This is part of Morningstar’s ‘Perspectives’ series, which features contributions from third parties such as asset manager, academics and investment professionals. In this article, Darius McDermott, managing director of Chelsea Financial Services, provides ten top tips for managing your own investments.
1. Know your personal risk tolerance – what percentage of your money are you prepared to suffer paper-based losses in the short-term? Can you stomach seeing your investment go up and down?
2. Decide on your short-term and long-term financial goals – what do you need the money for, how much do you need and when do you need it?
3. Work out how much you can afford to invest on a monthly or annual basis.
4. Research the different asset classes of investments (equities, bonds, property, cash and commodities are usually enough for most people) and understand the pros and cons of each.
5. Decide which combination of asset class will best help you achieve your goals.
6. Research the different ways of investing in these asset classes: funds, ETFs, shares, investment trusts, etc. And decide which one(s) you want to invest in.
7. Shop around to see where you can get the best deal for that investment and make sure you are not paying over the odds.

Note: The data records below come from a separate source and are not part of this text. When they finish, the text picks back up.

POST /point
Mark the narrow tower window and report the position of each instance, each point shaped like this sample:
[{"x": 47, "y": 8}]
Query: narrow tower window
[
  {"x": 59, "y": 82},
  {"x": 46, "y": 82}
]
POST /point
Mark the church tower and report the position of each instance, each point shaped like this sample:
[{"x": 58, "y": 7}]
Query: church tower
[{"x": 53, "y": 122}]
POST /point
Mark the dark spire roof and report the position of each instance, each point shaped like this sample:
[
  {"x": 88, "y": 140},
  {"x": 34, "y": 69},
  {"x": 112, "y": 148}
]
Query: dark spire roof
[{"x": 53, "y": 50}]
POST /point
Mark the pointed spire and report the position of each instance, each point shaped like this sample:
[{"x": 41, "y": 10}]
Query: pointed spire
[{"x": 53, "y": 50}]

8. Make sure you are using your tax allowances: ISAs are a good starting place for your investments.
9. Regularly monitor and review your portfolio to make sure it is still on track to achieve your goals and adjust when necessary.
10. Ignore short-term noise and resist the urge to change your investment too often – you'll probably incur extra charges and we often make mistakes like crystallising losses because we panic, or buying a fashionable product just as it has reached its peak.